In the present article, we report the outcomes of a more comprehensive study in terms of treatment and follow-up duration as well as completeness of ocular surface workup. In fact, we analyzed the effects on objective parameters of the ocular surface (NIBUT, LLT, TMH, MGL, tear osmolarity) and on ocular discomfort symptoms of serial weekly sessions of Activa mask in patients with symptomatic MGD. Two weeks after the last mask session, all objective signs improved significantly, except for TMH, whose values were within the normal range already at baseline. In parallel, also ocular discomfort symptoms were significantly ameliorated after these serial sessions. However, it should be pointed out that the subjective score continued to remain in the pathological range even after mask sessions, suggesting the need to repeat further cycles of treatment over time for better controlling symptoms. Additional positive results are related to the high compliance of patients who completed the entire cycle of four sessions, avoiding the use of prohibited eye drops such as corticosteroids or antibiotics in the totality of cases throughout the entire study.

The post-treatment improvements of NIBUT, LLT and ocular symptoms are consistent with those reported with other devices used for similar tasks, namely the LipiFlow and iLux systems, which were recently compared in a randomized clinical trial [19]. In these cases, eyelid heat and vibrating therapy designed to melt the meibum increased lipid re-incorporation into the tear film, thus reducing both the rate of aqueous evaporation and degree of tear osmolarity. The longitudinal improvement of MGL after treatment needs to be further elucidated. Reversibility of the MGL remains controversial, particularly after short-term follow-up studies [20]. On one hand, the improvement of gland dropout after conventional treatments for MGD based on tear substitutes and eyelid hygiene has been described [21]. On the other, another study did not detect any significant changes in meibography after a thermodynamic treatment for MGD [22]. Since it is reasonable to consider revitalizing atrophic glands impossible, the decrease of MGL after such treatment may be related to the changes in the appearance of meibomian glands that become clearer and more distinguishable from the tarsal plate. In this regard, a new index of meibomian gland health called “vagueness” has been recently described and quantified, showing good reliability and diagnostic efficacy [23]. In the near future, the implementation of this new parameter in the diagnostic workup will add more detailed information about the longitudinal changes of meibomian glands after eyelid therapies.

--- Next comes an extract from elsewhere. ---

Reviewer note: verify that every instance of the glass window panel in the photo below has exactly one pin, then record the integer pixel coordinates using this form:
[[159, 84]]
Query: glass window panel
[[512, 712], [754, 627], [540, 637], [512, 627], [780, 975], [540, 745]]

The present study suffers from several limitations that deserve mentioning. Among these, the main one concerns the study design that did not include a control group of patients treated with tear substitutes only. However, we enrolled MGD patients who did not control their symptoms using conventional treatments (e.g. tear substitutes, eyelid hygiene, meibomian gland expression) as confirmed by the frank pathological values of OSDI score at baseline. Thanks to the mask sessions, patients were able to better cope with their symptoms without needing to add other medications such as antibiotics or corticosteroids. However, ocular discomfort score remained in the pathological range after the cycle of treatment, and a study with a longer follow-up is required to ascertain whether symptoms can further improve with additional mask sessions. Moreover, since all patients were examined at baseline and after 2 weeks of treatment, the study could not explore the impact of the duration of the treatment on its efficacy.

Conclusions

In conclusion, serial weekly sessions of Activa mask use significantly improved all objective parameters of the ocular surface as well as subjective discomfort symptoms in MGD patients who were using conventional treatment without satisfaction. Furthermore, the benefits from the treatment allowed patients not to use concomitant medications, apart from tear substitutes, for the entire duration of the study.